Description

Map a continuous variable into several buckets. It supports a single column input or multiple columns input. If input is a single column, selectedColName, outputColName and splits should be set. If input are multiple columns, selectedColNames, outputColnames and splitsArray should be set, and the lengths of them should be equal. In the case of multiple columns, each column used the corresponding splits.

Parameters

Name Description Type Required?
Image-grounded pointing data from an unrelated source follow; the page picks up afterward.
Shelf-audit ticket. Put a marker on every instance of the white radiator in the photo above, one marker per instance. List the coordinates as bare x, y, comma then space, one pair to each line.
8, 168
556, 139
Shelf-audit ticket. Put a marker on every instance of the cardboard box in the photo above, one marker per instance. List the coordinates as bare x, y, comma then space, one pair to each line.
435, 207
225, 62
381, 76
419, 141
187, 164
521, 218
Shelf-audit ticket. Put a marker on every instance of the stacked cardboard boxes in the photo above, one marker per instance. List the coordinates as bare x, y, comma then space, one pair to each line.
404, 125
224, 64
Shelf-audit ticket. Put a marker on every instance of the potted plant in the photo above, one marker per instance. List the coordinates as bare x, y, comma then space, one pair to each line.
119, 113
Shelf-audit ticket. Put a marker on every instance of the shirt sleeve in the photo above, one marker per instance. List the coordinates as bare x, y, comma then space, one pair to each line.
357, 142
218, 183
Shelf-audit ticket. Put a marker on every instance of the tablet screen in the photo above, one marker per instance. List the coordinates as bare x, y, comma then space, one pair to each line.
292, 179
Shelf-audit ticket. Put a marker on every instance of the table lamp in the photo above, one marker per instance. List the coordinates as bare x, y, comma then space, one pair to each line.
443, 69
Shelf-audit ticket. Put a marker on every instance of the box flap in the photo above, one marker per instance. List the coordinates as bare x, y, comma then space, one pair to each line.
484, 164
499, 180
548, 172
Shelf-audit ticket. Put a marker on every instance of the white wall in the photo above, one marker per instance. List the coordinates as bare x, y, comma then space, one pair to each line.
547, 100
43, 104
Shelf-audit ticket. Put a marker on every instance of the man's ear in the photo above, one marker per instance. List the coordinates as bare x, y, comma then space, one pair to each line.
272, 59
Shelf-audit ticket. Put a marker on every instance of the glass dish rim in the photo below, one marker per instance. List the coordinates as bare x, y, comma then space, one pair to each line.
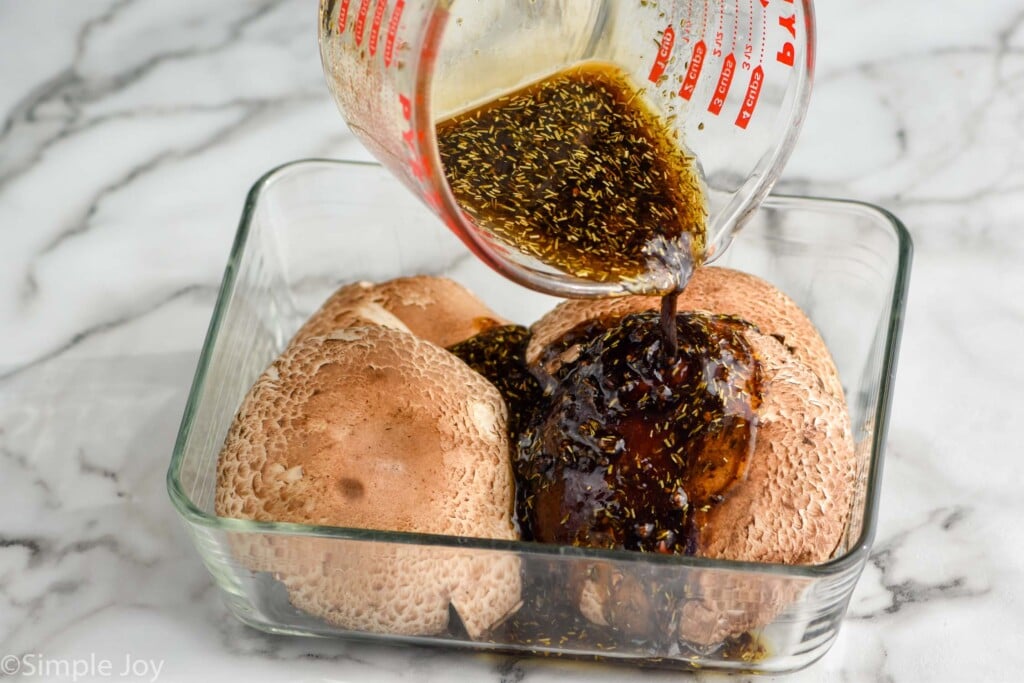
192, 514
Default Value
handleInvalid Strategy to handle unseen token when doing prediction, one of “keep”, “skip” or “error” String “keep”
encode Encode method,”INDEX”, “VECTOR”, “ASSEMBLED_VECTOR” String INDEX
dropLast drop last Boolean true
leftOpen left open Boolean true
cutsArray Split points array, each of them is used for the corresponding selected column. double[][]
selectedCols Names of the columns used for processing String[]
outputCols Names of the output columns String[] null
reservedCols Names of the columns to be retained in the output table String[] null

Script Example

Code

  1. import numpy as np
  2. import pandas as pd
  3. data = np.array([
  4. [1.1, True, "2", "A"],
  5. [1.1, False, "2", "B"],
  6. [1.1, True, "1", "B"],
  7. [2.2, True, "1", "A"]
  8. ])
  9. df = pd.DataFrame({"double": data[:, 0], "bool": data[:, 1], "number": data[:, 2], "str": data[:, 3]})
  10. inOp1 = BatchOperator.fromDataframe(df, schemaStr='double double, bool boolean, number int, str string')
  11. inOp2 = StreamOperator.fromDataframe(df, schemaStr='double double, bool boolean, number int, str string')
  12. bucketizer = BucketizerBatchOp().setSelectedCols(["double"]).setSplitsArray(["-Infinity:2:Infinity"])
  13. bucketizer.linkFrom(inOp1).print()
  14. bucketizer = BucketizerStreamOp().setSelectedCols(["double"]).setSplitsArray(["-Infinity:2:Infinity"])
  15. bucketizer.linkFrom(inOp2).print()
  16. StreamOperator.execute()

Results

Output Data
  1. rowID double bool number str
  2. 0 0 True 2 A
  3. 1 0 False 2 B
  4. 2 0 True 1 B
  5. 3 1 True 1 A